On Fri, Jan 09, 2015 at 12:12:04PM -0600, Eric Sandeen wrote:
> I had a case reported where a system under high stress
> got deadlocked. A btree split was handed off to the xfs
> allocation workqueue, and it is holding the xfs_ilock
> exclusively. However, other xfs_end_io workers are
> not running, because they are waiting for that lock.
> As a result, the xfs allocation workqueue never gets
> run, and everything grinds to a halt.
I'm having a difficult time following the exact deadlock. Can you
please elaborate in more detail?
> To be honest, it's not clear to me how the workqueue
> subsystem manages this sort of thing. But in testing,
> making the allocation workqueue high priority so that
> it gets added to the front of the pending work list,
> resolves the problem. We did similar things for
> the xfs-log workqueues, for similar reasons.

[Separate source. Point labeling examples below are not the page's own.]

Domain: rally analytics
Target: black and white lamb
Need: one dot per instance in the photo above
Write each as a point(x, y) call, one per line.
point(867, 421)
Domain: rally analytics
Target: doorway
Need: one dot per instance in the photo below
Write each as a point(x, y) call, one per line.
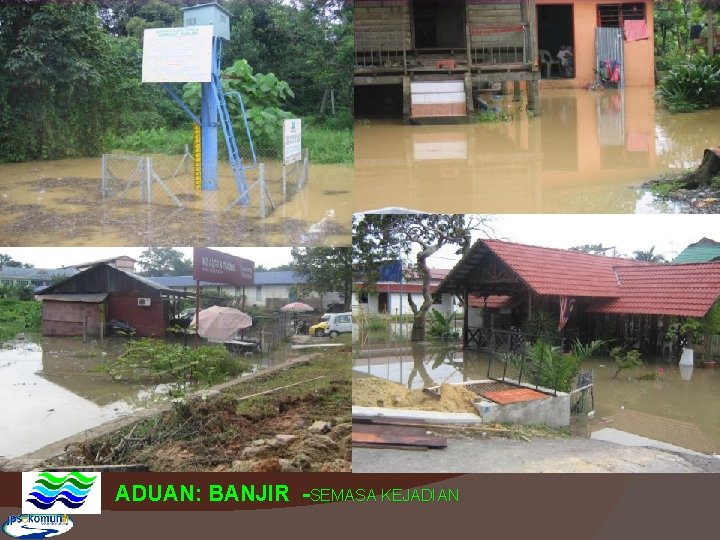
point(555, 29)
point(438, 24)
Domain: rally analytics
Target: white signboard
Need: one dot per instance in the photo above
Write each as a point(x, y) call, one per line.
point(177, 54)
point(292, 141)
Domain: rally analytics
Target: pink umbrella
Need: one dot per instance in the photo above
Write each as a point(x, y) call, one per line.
point(296, 307)
point(219, 324)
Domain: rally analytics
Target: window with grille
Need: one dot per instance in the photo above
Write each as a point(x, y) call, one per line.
point(613, 15)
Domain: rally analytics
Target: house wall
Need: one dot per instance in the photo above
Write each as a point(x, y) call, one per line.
point(446, 306)
point(639, 68)
point(148, 321)
point(492, 14)
point(68, 318)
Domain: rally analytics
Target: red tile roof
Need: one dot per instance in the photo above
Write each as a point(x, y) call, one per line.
point(665, 289)
point(558, 272)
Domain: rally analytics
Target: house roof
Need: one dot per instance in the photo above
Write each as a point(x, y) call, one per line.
point(181, 281)
point(35, 274)
point(405, 288)
point(613, 285)
point(687, 290)
point(491, 302)
point(547, 271)
point(703, 250)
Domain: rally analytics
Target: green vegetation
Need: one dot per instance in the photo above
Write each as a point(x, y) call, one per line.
point(492, 116)
point(548, 366)
point(441, 326)
point(19, 316)
point(148, 358)
point(70, 83)
point(324, 270)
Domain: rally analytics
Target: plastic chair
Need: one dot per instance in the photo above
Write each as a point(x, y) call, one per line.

Ummm, this feel pretty voodoo. In practice, it'd change the order of
things being executed and may make certain deadlocks unlikely enough,
but I don't think this can be a proper fix.
> diff --git a/fs/xfs/xfs_super.c b/fs/xfs/xfs_super.c
> index e5bdca9..9c549e1 100644
> --- a/fs/xfs/xfs_super.c
> +++ b/fs/xfs/xfs_super.c
> @@ -874,7 +874,7 @@ xfs_init_mount_workqueues(
> goto out_destroy_log;
> mp->m_alloc_workqueue = alloc_workqueue("xfs-alloc/%s",
> - WQ_MEM_RECLAIM|WQ_FREEZABLE, 0, mp->m_fsname);
> + WQ_MEM_RECLAIM|WQ_FREEZABLE|WQ_HIGHPRI, 0, mp->m_fsname);
And this at least deserves way more explanation.
> if (!mp->m_alloc_workqueue)
> goto out_destroy_eofblocks;